Evening Prayer — First Lesson

Job 32

Y CESARON estos tres varones de responder á Job, por cuanto él era justo en sus ojos. Entonces Eliú hijo de Barachêl, Bucita, de la familia de Ram, se enojó con furor contra Job: enojóse con furor, por cuanto justificaba su vida más que á Dios. Enojóse asimismo con furor contra sus tres amigos, porque no hallaban qué responder, aunque habían condenado á Job. Y Eliú había esperado á Job en la disputa, porque eran más viejos de días que él. Empero viendo Eliú que no había respuesta en la boca de aquelllos tres varones, su furor se encendió. Y respondió Eliú hijo de Barachêl, Buzita, y dijo: Yo soy menor de días y vosotros viejos; He tenido por tanto miedo, y temido declararos mi opinión. Yo decía: Los días hablarán, Y la muchedumbre de años declarará sabiduría. Ciertamente espíritu hay en el hombre, E inspiración del Omnipotente los hace que entiendan. No los grandes son los sabios, Ni los viejos entienden el derecho. Por tanto yo dije: Escuchadme; Declararé yo también mi sabiduría. He aquí yo he esperado á vuestras razones, He escuchado vuestros argumentos, En tanto que buscabais palabras.
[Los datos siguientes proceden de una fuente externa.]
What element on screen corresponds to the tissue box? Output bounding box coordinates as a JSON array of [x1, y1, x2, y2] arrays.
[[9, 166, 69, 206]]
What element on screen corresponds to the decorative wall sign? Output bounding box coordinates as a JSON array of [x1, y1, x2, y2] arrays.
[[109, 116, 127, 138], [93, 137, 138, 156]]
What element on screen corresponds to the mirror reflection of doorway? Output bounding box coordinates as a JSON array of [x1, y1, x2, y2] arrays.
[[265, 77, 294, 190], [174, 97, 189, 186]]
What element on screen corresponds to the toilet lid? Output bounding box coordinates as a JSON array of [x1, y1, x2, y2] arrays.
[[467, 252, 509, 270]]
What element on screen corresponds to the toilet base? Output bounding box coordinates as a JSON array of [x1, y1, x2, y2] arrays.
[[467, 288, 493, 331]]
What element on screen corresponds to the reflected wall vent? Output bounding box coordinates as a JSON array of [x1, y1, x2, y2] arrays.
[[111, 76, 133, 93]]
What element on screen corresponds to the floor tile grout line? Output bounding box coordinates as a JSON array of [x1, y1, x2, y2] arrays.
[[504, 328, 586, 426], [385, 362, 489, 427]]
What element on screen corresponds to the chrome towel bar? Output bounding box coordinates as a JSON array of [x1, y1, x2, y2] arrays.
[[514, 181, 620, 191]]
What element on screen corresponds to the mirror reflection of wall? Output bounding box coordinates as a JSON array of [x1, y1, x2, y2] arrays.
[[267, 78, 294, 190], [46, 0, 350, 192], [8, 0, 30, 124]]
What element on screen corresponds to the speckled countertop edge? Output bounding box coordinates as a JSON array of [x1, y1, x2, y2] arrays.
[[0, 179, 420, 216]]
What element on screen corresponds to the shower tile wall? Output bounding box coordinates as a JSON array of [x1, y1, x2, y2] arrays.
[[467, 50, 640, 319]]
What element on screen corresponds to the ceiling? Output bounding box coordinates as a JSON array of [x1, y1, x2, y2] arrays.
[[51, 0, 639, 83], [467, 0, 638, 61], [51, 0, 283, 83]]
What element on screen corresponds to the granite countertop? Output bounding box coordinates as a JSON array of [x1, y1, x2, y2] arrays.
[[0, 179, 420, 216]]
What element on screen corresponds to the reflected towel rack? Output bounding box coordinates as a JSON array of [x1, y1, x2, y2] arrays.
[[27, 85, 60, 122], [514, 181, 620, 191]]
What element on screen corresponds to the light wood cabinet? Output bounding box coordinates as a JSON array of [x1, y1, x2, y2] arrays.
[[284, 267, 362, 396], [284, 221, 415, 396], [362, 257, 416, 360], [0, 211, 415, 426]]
Os he pues prestado atención, Y he aquí que no hay de vosotros quien redarguya á Job, Y responda á sus razones. Porque no digáis: Nosotros hemos hallado sabiduría: Lanzólo Dios, no el hombre. Ahora bien, Job no enderezó á mí sus palabras, Ni yo le responderé con vuestras razones. Espantáronse, no respondieron más; Fuéronseles los razonamientos. Yo pues he esperado, porque no hablaban, Antes pararon, y no respondieron más. Por eso yo también responderé mi parte, También yo declararé mi juicio. Porque lleno estoy de palabras, Y el espíritu de mi vientre me constriñe. De cierto mi vientre está como el vino que no tiene respiradero, Y se rompe como odres nuevos. Hablaré pues y respiraré; Abriré mis labios, y responderé. No haré ahora acepción de personas, Ni usaré con hombre de lisonjeros títulos. Porque no sé hablar lisonjas: De otra manera en breve mi Hacedor me consuma.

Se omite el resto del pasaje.